Zunächst steigen die Gehälter zum 1. Januar 2021 um sechs Prozent. Zum 1. Januar 2022 folgen weitere drei Prozent und zum 1. Januar 2023 gibt es ein Plus von 2,6 Prozent. Außerdem wurden neue Stufen vom 17. bis zum 28. Berufsjahr eingeführt. Mit dieser Maßnahme wird die Berufserfahrung älterer Kolleginnen und Kollegen honoriert. Darüber hinaus steigt im Jahr 2022 die Sonderzahlung ab dem zweiten Jahr der Betriebszugehörigkeit von 65 auf 70 Prozent des regelmäßigen Bruttomonatsgehalts. Auch die Ausbildungsvergütungen steigen in drei Stufen:

Sie erhöhen sich ab 1. Januar 2021 im ersten Ausbildungsjahr auf 880 Euro, im zweiten auf 935 Euro und im dritten auf 995 Euro.

Ab 2022 betragen die Ausbildungsvergütungen in den drei Ausbildungsjahren dann 900, 965 und 1.035 Euro. Ab 2023 jeweils 920, 995 und 1.075 Euro. Der Tarifvertrag gilt bis zum 31. Dezember 2023.

Ziel: Gehälter in Arztpraxen und Krankenhäusern angleichen

Der Tarifabschluss ist relativ hoch. Er soll zum einen den Abstand der MFA-Gehälter zwischen dem niedergelassenen Bereich und den Krankenhäusern verringern. Damit soll die Wettbewerbsfähigkeit der Arztpraxen erhalten bleiben. Zum anderen ist er Ausdruck der Wertschätzung gegenüber den Medizinischen Fachangestellten in der ambulanten Versorgung.

Doch viele Praxisinhaber stöhnen unter den steigenden Lohnkosten in wirtschaftlich angespannten Zeiten. Vor allem die neuen Tarifstufen für MFA mit langer Berufserfahrung drücken auf den Geldbeutel. Denn MFA, die mindestens 17 Jahre im Beruf stehen, verdienen nun laut Tarifvertrag deutlich mehr. In Deutschland betrifft das laut Zentralinstitut für die kassenärztliche Vereinigung rund 42 Prozent aller MFA. Viele Ärzte stellen sich daher die Frage: Wie soll ich das bezahlen? Und muss ich das überhaupt?

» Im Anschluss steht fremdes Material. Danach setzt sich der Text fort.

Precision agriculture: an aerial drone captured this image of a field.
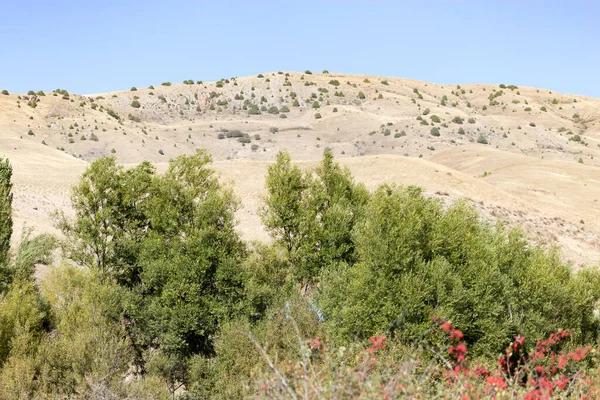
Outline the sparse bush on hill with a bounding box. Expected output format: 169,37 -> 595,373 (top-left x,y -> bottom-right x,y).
477,133 -> 488,144
248,105 -> 261,115
430,115 -> 441,123
430,127 -> 440,136
267,106 -> 279,114
238,134 -> 251,143
130,87 -> 137,91
314,113 -> 321,119
1,90 -> 8,95
130,99 -> 141,108
106,109 -> 120,120
161,82 -> 171,86
128,113 -> 141,122
452,116 -> 464,124
328,80 -> 340,87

Eine Tarifbindung aller Arzthelferinnen und niedergelassenen Ärzte besteht nicht. Nach dem Tarifvertragsgesetz liegt eine Tarifbindung dann vor, wenn der Arbeitgeber dem Arbeitgeberverband und der Arbeitnehmer der Gewerkschaft angehört, die den einschlägigen Tarifvertrag abgeschlossen haben (Verbandstarifvertrag). Es kann aber auch ein einzelner Arbeitgeber mit einer Gewerkschaft einen Firmen- oder Haustarifvertrag abschließen.

Für viele Niedergelassene gilt der Tarifvertrag nicht unmittelbar

Was zahlen die anderen Ärzte?

  • Rund 34 % der MFA werden in Deutschland nach Tarif bezahlt.

  • Bei fast 40 % der MFA liegt das Gehalt sogar über dem Tariflohn.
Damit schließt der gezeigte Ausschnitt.